Maria, a Medical Advisor for Un Ponte Per…, has been working in the Al Hol camp since last winter. Here, in this forgotten place on the Iraqi border, 64,000 people arrived in just 4 months, fleeing the final battles with Daesh (Islamic State). 60,000 of these people were women and children.

Al Hol was originally established in 2016 to shelter 5,000 refugees and IDPs. That number grew from 9,000 to 80,000 in a very short period,” Maria explains. “Our social workers saw it grow day by day, one section at a time”.

Technically speaking, each new section of the camp is called an “annex”: and so, one annex at a time, Al Hol expanded to become Syria’s largest refugee camp, which became notorious for the number of inhabitants who died of hunger and cold. Today it is a huge mass of tents where people line up outside the only 2 Healthcare Centres, which we opened together with our partners since 2015, the Kurdish Red Crescent. But it is the camp’s rapid and uncontrolled growth which has created the crisis situation: “Essential services are just not available, and we are working in extremely challenging circumstances”, Maria explains.

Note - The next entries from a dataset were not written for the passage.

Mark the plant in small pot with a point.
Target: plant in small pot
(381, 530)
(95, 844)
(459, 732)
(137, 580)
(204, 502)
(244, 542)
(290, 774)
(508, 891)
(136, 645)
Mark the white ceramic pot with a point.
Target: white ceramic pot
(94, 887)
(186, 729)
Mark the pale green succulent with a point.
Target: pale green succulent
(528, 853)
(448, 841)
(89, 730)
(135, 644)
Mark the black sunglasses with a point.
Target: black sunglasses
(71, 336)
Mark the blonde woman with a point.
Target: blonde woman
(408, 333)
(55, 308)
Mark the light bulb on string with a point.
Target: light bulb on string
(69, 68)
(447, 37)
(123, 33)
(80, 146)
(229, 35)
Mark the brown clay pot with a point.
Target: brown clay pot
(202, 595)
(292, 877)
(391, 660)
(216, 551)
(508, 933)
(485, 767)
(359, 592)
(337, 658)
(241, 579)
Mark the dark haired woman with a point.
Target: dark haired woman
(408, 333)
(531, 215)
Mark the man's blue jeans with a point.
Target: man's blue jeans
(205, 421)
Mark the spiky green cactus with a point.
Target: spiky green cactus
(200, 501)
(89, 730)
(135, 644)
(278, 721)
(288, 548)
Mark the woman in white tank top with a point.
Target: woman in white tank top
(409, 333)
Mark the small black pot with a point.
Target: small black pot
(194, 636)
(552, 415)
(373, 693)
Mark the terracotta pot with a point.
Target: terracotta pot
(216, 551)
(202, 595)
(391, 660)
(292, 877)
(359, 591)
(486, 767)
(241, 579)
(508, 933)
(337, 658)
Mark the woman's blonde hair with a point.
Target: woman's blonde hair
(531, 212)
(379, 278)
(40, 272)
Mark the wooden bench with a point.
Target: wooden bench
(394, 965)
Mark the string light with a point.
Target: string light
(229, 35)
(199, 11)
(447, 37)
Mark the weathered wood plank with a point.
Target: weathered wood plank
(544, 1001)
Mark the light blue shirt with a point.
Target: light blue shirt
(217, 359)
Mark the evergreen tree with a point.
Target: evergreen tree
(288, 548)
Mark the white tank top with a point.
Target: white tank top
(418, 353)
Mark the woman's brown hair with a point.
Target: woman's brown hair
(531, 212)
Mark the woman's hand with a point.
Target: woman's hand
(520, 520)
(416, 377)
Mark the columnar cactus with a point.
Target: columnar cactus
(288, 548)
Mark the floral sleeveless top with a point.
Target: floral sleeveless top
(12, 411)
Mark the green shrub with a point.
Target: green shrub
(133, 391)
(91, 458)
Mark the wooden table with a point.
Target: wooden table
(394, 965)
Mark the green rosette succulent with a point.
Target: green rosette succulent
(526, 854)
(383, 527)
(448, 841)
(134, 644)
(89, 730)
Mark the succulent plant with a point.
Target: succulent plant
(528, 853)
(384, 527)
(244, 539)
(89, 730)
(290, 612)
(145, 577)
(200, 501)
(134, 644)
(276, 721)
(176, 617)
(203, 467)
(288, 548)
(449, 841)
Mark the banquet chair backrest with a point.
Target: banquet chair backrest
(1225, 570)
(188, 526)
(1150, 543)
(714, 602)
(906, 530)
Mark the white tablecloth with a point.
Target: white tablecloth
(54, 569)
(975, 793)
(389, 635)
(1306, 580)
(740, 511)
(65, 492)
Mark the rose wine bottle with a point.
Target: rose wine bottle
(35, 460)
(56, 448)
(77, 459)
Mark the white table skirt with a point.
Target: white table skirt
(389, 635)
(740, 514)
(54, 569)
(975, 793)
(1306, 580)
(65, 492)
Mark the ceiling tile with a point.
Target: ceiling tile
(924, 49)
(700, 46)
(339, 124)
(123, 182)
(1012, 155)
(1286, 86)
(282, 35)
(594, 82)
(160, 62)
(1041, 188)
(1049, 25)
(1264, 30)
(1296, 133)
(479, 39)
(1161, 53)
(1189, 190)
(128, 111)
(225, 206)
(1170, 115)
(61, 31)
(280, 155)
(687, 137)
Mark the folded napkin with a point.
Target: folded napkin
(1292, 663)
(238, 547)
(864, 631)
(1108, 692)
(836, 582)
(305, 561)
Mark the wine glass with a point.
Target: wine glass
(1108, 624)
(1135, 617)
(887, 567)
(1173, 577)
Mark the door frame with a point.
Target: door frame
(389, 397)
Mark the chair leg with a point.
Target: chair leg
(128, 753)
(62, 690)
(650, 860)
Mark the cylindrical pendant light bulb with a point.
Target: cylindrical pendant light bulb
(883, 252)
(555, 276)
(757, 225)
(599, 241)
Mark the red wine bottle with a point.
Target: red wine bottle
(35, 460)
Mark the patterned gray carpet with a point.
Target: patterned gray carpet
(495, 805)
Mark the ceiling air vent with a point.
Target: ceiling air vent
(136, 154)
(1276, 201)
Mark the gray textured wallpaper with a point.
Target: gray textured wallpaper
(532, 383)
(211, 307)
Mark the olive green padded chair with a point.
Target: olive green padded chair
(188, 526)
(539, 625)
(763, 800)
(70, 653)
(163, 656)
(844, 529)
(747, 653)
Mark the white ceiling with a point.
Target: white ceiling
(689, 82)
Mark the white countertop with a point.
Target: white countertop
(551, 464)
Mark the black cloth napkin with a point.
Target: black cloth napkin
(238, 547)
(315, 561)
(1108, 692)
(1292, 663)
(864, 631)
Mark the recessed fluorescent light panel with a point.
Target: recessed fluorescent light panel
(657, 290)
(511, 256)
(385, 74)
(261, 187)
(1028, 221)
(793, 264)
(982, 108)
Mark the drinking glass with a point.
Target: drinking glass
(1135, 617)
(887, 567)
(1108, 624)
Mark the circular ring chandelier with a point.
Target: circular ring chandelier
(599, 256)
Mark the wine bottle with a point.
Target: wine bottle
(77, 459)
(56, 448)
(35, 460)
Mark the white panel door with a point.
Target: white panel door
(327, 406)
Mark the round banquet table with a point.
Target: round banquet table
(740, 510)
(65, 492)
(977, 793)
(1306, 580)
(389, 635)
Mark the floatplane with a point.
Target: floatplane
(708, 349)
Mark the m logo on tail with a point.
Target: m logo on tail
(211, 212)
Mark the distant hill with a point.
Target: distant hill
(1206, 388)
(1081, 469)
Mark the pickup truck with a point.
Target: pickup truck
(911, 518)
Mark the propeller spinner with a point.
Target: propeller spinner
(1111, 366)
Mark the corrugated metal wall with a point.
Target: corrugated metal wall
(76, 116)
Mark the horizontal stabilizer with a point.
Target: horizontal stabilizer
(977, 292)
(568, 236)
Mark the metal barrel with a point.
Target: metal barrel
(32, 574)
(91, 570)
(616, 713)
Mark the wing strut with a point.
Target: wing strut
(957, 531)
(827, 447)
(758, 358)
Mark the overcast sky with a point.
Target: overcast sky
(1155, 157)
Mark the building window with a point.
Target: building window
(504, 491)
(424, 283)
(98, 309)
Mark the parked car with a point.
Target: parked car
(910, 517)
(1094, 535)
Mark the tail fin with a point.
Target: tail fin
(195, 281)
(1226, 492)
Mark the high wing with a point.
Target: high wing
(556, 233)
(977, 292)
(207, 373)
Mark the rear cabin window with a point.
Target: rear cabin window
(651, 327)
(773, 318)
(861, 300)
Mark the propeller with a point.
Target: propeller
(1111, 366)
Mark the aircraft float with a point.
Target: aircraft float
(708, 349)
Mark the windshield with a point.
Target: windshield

Al Hol is infamous for many reasons, perhaps the most tragic of which is the fact that its “annexes” host Daesh widows: 9,000 people of 60 different nationalities, all wives of “foreign fighters,” for whom no governments will accept responsibility. Abandoned people who cannot even access basic healthcare, because of the anger and rancour of the other camp inhabitants. And it is this situation, lived out between tents and suffering, that shows us the real consequences of this war. Even after the weapons have been silenced, we see only the smallest traces of life before the conflict, so people must now start all over again.

Before the war, Syrian doctors were famous for being the best in the world, and that is still true today”, says Maria, who recalls that when she first arrived at the camp, her colleagues were dedicated and brave professionals who, despite everything, had chosen to stay in their own country.

But 8 years of war has limited their access to professional refresher courses: whenever we offer training courses, they are very enthusiastic and full of excellent ideas”.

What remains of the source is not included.